The 1956 original Broadway cast recording of Bells Are Ringing is historically significant for two reasons: It's the first cast album issued in stereo, and it has Judy Holliday all over it. Betty Comden and Adolph Green wrote this romantic musical comedy very specifically for their friend the Oscar winner, tailoring the star part of Ella Peterson, answering-service operator extraordinaire, to Holliday's unique talents. The actress brought warmth, zaniness, vulnerability, pathos, and inimitable comic originality to Ella. She sang Jule Styne's lively and sweet melodies in a small but sure voice. She made a smash hit out of slightly old-hat material, snatched a Best Actress Tony from Julie Andrews' Eliza Doolittle, preserved her stage triumph in a faithful M-G-M film version of the musical, and put such a personal stamp on Ella Peterson that, for decades, no Broadway actor dared touch the part. Until Faith Prince.
Prince's take on Ella is digitally rendered in the new revival cast album on Fynsworth Alley, Bruce Kimmel's enterprising little label devoted to Broadway and cabaret. The recording is, first of all, quite different from your grandfather's Bells Are Ringing; fans of the old LP (and there are many) will enjoy comparing and contrasting. The new Bells is more complete, with reprises and longer dance breaks and "Better Than a Dream," a nice duet added to the show late in the run and included in the movie. Comden and Green have tinkered with the lyrics, often fascinatingly. (Case in point: Ella's unseen suitor at the other end of the wire now "thinks I'm ninety-three," not "sixty-three"; apparently sixty-three is no longer out of the ballpark. Gray power lives!) The new orchestrations, by Don Sebesky, are less full than Robert Russell Bennett's originals--there were only 15 players in the pit for the revival--but they have unusual snap, with plenty of Nelson Riddle-ish brass and even some jazz-fusion chords snuck in. If we must put up with cut-rate charts, let's hope they're all this imaginative and evocative. There are two fun bonus tracks on the Fynsworth CD (one hidden), better heard than described. The new CD is also generous with essays, info, and photos, though the latter are byte-size.
And then there's Faith. An excellent though inconsistent musical-comedy diva, she's technically a more accomplished singer than Holliday, and she would appear to possess many of the right qualities for Ella Peterson: impishness, impulsiveness, spunk, generosity of spirit. But, on this disc at least, Prince overworks almost everything. She can't get through "It's a Perfect Relationship" without giggling at her own jokes, squealing in between lyrics, commenting on her own adorableness. The same overzealousness mars her other big comic numbers, "Is It a Crime?" and "I'm Going Back." She does make it through "The Party's Over" without resorting to coy mannerisms, but Prince's big Broadway belt is less affecting than Holliday's wavering, introspective interpretation.

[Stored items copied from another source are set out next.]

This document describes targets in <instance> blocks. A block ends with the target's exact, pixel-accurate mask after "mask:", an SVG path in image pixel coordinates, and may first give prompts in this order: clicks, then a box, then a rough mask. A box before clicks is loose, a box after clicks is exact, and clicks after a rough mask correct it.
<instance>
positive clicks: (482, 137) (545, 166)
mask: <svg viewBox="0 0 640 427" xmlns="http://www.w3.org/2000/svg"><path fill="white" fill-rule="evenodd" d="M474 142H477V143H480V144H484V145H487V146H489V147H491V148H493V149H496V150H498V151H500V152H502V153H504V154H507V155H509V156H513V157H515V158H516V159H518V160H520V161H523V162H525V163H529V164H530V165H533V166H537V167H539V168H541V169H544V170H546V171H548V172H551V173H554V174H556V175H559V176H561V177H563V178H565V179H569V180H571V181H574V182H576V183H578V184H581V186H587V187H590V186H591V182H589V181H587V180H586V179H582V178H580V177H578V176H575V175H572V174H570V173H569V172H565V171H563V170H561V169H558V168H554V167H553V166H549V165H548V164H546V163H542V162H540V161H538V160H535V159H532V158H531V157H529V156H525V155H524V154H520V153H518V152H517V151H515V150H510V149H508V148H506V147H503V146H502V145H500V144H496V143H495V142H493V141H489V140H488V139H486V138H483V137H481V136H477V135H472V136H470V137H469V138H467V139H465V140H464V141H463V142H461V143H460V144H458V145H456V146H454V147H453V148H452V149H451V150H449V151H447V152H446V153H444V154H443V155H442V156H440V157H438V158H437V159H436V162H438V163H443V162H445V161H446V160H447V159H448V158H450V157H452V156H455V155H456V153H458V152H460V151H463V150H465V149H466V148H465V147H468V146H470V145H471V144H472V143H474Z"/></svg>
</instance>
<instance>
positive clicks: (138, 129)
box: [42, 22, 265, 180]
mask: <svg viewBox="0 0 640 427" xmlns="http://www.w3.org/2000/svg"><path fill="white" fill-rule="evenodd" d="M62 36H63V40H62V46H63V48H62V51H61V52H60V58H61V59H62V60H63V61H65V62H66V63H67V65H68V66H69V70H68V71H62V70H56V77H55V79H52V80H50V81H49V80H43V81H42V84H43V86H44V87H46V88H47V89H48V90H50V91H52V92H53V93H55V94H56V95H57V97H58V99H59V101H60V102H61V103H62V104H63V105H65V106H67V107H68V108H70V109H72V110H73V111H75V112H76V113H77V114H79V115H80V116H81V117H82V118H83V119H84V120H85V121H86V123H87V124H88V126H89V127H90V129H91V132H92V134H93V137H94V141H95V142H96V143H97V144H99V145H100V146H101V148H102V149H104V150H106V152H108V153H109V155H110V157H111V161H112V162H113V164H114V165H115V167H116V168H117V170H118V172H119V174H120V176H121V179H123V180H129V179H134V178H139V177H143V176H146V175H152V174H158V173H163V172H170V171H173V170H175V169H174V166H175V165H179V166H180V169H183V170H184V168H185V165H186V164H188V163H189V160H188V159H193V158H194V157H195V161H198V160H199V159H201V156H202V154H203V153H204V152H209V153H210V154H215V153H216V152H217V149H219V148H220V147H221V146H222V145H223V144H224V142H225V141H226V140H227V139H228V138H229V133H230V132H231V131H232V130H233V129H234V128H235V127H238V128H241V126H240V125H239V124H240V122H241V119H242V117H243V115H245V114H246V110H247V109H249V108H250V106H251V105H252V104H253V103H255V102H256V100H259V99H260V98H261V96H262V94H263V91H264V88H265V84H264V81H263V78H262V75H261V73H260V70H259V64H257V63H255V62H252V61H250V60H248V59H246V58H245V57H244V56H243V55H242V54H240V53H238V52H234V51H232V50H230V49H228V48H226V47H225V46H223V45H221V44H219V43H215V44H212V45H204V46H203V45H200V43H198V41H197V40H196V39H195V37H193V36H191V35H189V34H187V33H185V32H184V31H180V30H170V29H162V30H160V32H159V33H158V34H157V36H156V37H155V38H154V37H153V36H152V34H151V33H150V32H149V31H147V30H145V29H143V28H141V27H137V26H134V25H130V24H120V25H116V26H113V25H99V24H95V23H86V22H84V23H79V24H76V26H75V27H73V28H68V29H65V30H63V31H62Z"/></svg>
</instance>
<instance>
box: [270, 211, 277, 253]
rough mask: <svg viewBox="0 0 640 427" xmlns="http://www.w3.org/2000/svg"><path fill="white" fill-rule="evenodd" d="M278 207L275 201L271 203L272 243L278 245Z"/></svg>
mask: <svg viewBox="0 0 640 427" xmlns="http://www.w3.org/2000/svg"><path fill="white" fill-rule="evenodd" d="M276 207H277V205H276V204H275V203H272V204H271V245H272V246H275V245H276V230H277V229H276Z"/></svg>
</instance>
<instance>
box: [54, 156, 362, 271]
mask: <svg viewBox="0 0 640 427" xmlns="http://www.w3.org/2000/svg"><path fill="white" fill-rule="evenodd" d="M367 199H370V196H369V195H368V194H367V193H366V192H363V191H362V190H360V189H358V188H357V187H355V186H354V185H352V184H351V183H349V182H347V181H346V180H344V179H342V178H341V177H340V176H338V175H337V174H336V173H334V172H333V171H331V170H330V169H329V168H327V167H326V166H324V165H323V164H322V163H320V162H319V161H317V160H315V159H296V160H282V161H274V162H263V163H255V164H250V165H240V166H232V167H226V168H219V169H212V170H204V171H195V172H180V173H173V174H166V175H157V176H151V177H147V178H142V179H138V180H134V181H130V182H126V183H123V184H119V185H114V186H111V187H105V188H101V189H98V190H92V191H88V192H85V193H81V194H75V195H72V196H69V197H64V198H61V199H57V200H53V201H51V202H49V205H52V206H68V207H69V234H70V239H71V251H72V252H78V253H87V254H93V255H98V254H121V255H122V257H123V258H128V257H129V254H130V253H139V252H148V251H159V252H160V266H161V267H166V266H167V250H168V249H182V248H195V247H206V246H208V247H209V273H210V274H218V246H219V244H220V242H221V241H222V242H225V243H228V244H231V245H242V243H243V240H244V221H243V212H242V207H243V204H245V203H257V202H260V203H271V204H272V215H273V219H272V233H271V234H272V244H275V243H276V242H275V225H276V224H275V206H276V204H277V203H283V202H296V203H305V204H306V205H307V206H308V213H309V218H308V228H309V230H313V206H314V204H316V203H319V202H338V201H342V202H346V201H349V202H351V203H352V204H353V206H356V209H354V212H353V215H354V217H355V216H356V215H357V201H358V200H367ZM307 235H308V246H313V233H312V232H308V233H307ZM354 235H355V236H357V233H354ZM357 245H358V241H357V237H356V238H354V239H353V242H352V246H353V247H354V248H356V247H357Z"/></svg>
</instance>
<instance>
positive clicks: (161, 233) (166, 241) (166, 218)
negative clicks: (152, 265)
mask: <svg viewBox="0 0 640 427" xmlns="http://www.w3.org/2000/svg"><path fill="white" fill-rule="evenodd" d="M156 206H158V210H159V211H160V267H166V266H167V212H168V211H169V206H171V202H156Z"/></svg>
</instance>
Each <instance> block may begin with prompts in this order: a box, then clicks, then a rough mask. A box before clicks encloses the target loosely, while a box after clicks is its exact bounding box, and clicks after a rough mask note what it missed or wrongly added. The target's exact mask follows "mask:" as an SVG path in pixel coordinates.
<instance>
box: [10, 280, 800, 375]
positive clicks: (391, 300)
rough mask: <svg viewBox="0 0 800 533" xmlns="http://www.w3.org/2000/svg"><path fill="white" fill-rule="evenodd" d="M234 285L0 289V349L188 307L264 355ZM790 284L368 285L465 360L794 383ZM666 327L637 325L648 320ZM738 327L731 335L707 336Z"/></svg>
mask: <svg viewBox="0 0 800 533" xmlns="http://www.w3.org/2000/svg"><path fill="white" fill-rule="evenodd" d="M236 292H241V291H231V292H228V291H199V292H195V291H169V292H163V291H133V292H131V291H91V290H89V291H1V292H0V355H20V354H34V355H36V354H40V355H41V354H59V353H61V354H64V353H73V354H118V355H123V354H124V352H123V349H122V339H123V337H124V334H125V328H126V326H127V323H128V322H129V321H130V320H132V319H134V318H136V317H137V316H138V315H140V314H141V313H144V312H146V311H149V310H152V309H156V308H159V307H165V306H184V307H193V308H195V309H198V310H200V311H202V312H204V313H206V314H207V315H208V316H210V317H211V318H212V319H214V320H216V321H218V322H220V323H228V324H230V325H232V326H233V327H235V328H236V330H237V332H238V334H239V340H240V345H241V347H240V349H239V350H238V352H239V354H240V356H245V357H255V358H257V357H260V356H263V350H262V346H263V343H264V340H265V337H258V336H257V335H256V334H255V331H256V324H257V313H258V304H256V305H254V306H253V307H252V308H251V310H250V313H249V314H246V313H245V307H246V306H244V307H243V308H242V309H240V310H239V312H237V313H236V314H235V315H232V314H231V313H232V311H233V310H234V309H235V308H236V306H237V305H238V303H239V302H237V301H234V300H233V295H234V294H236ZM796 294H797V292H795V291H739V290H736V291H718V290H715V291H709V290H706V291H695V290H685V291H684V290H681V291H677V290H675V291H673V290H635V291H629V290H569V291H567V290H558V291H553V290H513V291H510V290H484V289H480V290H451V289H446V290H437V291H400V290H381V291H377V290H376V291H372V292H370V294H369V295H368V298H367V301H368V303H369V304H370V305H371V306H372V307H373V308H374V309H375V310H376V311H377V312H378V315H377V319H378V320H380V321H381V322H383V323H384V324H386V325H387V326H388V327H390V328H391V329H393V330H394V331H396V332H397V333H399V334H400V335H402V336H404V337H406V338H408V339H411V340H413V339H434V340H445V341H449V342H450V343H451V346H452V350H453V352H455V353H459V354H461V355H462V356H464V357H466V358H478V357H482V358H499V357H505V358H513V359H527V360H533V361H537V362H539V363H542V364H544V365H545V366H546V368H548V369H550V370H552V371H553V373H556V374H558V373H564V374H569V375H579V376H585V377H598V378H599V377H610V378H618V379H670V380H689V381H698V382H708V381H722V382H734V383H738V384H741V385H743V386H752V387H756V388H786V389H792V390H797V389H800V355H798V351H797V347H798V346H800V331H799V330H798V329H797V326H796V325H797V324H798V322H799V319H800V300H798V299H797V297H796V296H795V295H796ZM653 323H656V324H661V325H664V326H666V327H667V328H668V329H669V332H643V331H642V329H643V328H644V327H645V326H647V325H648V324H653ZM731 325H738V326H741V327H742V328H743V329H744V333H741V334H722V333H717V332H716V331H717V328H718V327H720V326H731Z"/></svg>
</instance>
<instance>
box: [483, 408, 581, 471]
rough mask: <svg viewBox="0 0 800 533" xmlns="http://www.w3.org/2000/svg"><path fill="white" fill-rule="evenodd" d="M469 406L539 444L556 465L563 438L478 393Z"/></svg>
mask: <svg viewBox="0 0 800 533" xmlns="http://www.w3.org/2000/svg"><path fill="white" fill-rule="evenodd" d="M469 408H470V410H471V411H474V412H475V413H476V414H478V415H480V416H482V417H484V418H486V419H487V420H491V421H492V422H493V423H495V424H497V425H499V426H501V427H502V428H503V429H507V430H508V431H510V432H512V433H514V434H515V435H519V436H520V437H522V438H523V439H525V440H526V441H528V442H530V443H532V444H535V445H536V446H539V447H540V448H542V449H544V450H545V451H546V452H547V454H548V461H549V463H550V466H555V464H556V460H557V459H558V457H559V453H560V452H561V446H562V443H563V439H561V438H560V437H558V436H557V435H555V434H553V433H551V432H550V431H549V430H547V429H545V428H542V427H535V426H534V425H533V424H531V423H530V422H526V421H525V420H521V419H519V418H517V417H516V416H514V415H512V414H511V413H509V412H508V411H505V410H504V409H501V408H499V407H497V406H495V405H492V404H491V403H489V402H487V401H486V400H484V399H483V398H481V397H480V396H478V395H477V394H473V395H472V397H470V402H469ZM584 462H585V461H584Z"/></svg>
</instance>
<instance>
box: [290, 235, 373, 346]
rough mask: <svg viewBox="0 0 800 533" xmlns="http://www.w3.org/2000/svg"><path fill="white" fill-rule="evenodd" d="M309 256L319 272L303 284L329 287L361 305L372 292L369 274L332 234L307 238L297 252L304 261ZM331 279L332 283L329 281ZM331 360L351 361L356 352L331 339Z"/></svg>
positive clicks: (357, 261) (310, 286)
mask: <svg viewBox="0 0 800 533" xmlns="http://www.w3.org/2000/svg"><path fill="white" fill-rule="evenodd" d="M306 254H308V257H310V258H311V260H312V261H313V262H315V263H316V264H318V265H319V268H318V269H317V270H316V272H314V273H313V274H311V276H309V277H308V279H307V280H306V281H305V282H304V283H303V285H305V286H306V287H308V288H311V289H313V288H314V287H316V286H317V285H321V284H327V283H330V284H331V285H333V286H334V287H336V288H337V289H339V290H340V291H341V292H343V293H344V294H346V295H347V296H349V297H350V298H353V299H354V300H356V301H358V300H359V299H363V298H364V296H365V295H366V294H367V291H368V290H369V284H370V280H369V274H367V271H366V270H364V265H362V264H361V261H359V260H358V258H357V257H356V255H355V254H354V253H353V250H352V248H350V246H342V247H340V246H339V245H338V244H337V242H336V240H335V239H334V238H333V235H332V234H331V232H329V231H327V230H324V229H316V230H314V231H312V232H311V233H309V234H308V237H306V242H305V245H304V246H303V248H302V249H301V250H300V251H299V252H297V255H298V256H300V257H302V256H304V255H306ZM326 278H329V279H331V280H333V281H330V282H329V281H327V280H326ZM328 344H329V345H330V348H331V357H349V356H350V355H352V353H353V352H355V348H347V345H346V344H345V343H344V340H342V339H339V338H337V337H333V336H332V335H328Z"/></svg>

Prince's leading man, Marc Kudisch, has about 12 times the voice of Holliday's original vis-à-vis, Sydney Chaplin, and Kudisch is a callow, appealing Jeff Moss. Those fine old pros David Garrison and Beth Fowler fail to make much of an impression in their second-couple roles; on stage, I blamed Tina Landau's direction, which reduced everyone but Jeff and Ella to one-note characters. At least the CD spares us the revival's physical production with its cheap minimalist sets and unflattering costumes, especially for poor Faith.
I saw Prince in this revival, twice, and she was more genuine and less prone to schtick than she is here. Perhaps, going into the studio knowing that her pet stage project wasn't going to be the hoped-for smash hit, she felt a need to underline everything for posterity's sake. Less would have been more--but let's not be too rough on the lady. Prince campaigned long and hard to get this revival on, and her belief in the material and obvious dedication are to be admired, even if the results are a little off the mark. Really, how could it have been otherwise? The role of Ella Peterson is so organically Holliday's--and, thanks to film and LP, Holliday's performance is so ingrained in our memories--that anyone else is bound to fall short.
Bells is a good but not great show. Its score, a fine specimen of conventional musical comedy writing, was its biggest asset in 1956 apart from its star. New recordings of shows like this don't come along every day, so let's be grateful for this one. But maybe future stage revivals of Bells should be tabled until the world is given another Judy Holliday. And that could take centuries.